"WAITING FOR GODOT" AT COMÉDIE DE CAEN #5

Jean Lambert-wild, Lorenzo Malaguerra and Marcel Bozonnet are always exploring. Little by little, the characters of Waiting for Godotgive away their secrets. What follow are a few notes taken by the directors themselves, on the spot, about Pozzo (Marcel Bozonnet), Lucky (Jean Lambert-wild), Estragon and Vladimir. The show opens on the 18thMarch…

 

Understanding Pozzo better

“Pozzo is a twat!” exclaimed Marcel Bozonnet. “I just found an interview with Roger Blin. And he’s totally right, Pozzo is a twat!” It is rarely the most sophisticated of directions that allow an actor to act well. Defending a character doesn’t always mean making them more intelligent than they are. “A twat”, which came as an illumination, and suddenly the character is full of a rawer and more direct energy. This gives each line another dimension, all at once mean, cruel and funny. This is also what allows us to better understand why Pozzo doesn’t listen to the questions he is asked, why he embarks on a third-rate lyrical soliloquy and keeps a man on a leash.

 

Lucky: slave? prisoner? concentration camp survivor?

Since the start of the rehearsal process, Jean Lambert-wild has been wearing the striped pyjamas that make up his clown, as if Lucky had been living in him for a while. A red nose, a little bowler hat in the same colour complete this image. The fact is, Lucky’s identity fluctuates. Who is he, actually: a slave? A prisoner? Someone who survived the concentration camps? A “Knook”, like Pozzo says he is? We have found it more interesting to play Lucky as someone who feels infinite gratitude toward his master. This creates a real and very murky relationship between master and slave. Lucky is also famous for going through a terrible, seven-minute long monologue with no punctuation. Far from being a logorrhoea without a beginning or an end, Beckett suggests that this bit of the text is actually what gives the tone for the whole play, as we see in a note he wrote for the staging of Waiting for Godotin Berlin. If we follow this note, then Lucky must give meaning to this apparently incoherent speech. 

 

Lucky: “(…) in the light the light of the labors lost of Steinweg and Peterman it appears what is more much more grave that in the light the light the light of the labors lost of Steinweg and Peterman that in the plains in the mountains by the seas by the rivers running water running fire the air is the same and then the earth namely the air and then the earth in the great cold (…)”

 

 

Estragon and Vladimir: two crippled characters who evoke the dark side of the 20thcentury

Beckett gives physical clues for how Estragon and Vladimir should be played, and these clues influence the performance. One has painful feet, the second always needs a wee. Fargass Assandé and Michel Bohiri have this rare ability to act truthfully on their first attempt – or almost, and to inhabit their bodies in an inimitable way: one limping slightly, the other doubled over to hold it in. Of the two characters, Estragon might be the hardest to play, because for him, waiting is unbearable: sustaining the energy of despair for two hours is not easy. Vladimir, on the other hand, has the big responsibility of comforting his comrade, supporting and reassuring him, giving him with his coat when he is cold. In places, Beckett put biographical elements in Vladimir and Estragon’s mouths, which gives the play historical density and makes its characters tangible. In the French version, Beckett references Roussillon, where he lived in a house during WW2; he also evokes mass graves that inevitably remind us of the Holocaust, turning Godot into a play located on the dark side of the 20thcentury. Michel Bohiri told us, before he burst out laughing, how he escaped militia by hiding under his bed. When he turns to face the audience, his presence sharply invokes our European ghosts, making them modern.

 

Estragon: “The best thing would be to kill me, like the other.

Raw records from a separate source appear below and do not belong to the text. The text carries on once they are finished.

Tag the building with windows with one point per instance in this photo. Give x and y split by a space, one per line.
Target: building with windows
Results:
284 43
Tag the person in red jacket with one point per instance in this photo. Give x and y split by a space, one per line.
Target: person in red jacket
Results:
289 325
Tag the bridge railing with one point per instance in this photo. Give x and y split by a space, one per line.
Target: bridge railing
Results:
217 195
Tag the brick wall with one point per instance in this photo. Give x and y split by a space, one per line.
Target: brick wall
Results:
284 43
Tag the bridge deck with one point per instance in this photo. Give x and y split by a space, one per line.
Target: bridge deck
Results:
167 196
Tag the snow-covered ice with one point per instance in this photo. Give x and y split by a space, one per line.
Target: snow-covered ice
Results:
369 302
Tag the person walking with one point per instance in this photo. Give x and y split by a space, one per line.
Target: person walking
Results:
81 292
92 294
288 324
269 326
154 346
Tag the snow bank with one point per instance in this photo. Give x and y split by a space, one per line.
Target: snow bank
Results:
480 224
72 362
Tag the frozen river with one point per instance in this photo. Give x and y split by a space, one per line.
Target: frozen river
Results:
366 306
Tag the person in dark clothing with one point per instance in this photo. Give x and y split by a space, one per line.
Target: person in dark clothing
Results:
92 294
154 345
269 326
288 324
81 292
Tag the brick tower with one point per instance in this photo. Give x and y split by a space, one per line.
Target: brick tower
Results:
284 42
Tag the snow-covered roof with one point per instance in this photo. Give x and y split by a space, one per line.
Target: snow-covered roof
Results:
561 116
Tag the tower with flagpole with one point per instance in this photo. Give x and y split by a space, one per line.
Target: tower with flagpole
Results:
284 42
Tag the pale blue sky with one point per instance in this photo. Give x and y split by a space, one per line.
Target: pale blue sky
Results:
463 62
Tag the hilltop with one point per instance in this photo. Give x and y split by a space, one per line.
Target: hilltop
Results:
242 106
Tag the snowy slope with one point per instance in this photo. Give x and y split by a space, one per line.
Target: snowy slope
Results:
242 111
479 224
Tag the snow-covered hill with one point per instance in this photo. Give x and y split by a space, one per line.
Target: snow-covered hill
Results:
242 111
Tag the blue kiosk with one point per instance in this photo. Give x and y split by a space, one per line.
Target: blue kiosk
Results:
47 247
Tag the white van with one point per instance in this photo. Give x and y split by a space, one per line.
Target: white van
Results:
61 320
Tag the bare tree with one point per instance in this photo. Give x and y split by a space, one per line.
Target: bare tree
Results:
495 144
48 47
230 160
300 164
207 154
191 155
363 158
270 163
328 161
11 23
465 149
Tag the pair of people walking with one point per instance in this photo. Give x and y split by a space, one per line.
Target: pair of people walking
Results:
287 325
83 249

Vladimir: What other? (Pause.) What other?

Estragon: Like billions of others.

Vladimir: (sententious). To every man his little cross. (He sighs.) Till he dies. (Afterthought.) And is forgotten.”

 

 

 

The boy: an enigma

The fifth character of the play is the boy, without a doubt the one that lends itself to the more interpretations. There are no instructions about who he is, what he does, what he’s wearing. Last week, while we were thinking about it, we looked through images of Jewish children who had been deported. The boy has a tragic dimension, equal to his innocence and the economy of his speech, which makes him a very different character from the others. As a sign of his particular status, he is the only one who is not wearing a bowler hat; instead, he only wears a cap that covers the fragile silhouette of actor Lyn Thibault. 

 

Vladimir: “Has he a beard, Mr. Godot?

Boy: Yes Sir

Vladimir: Fair or … (he hesitates)… or black?

Boy: I think it’s white, Sir.” 

 

Silence.

 

Vladimir: “Christ have mercy on us!”

 

In a moment of truth, this “have mercy on us” sounds the death knell of all hope.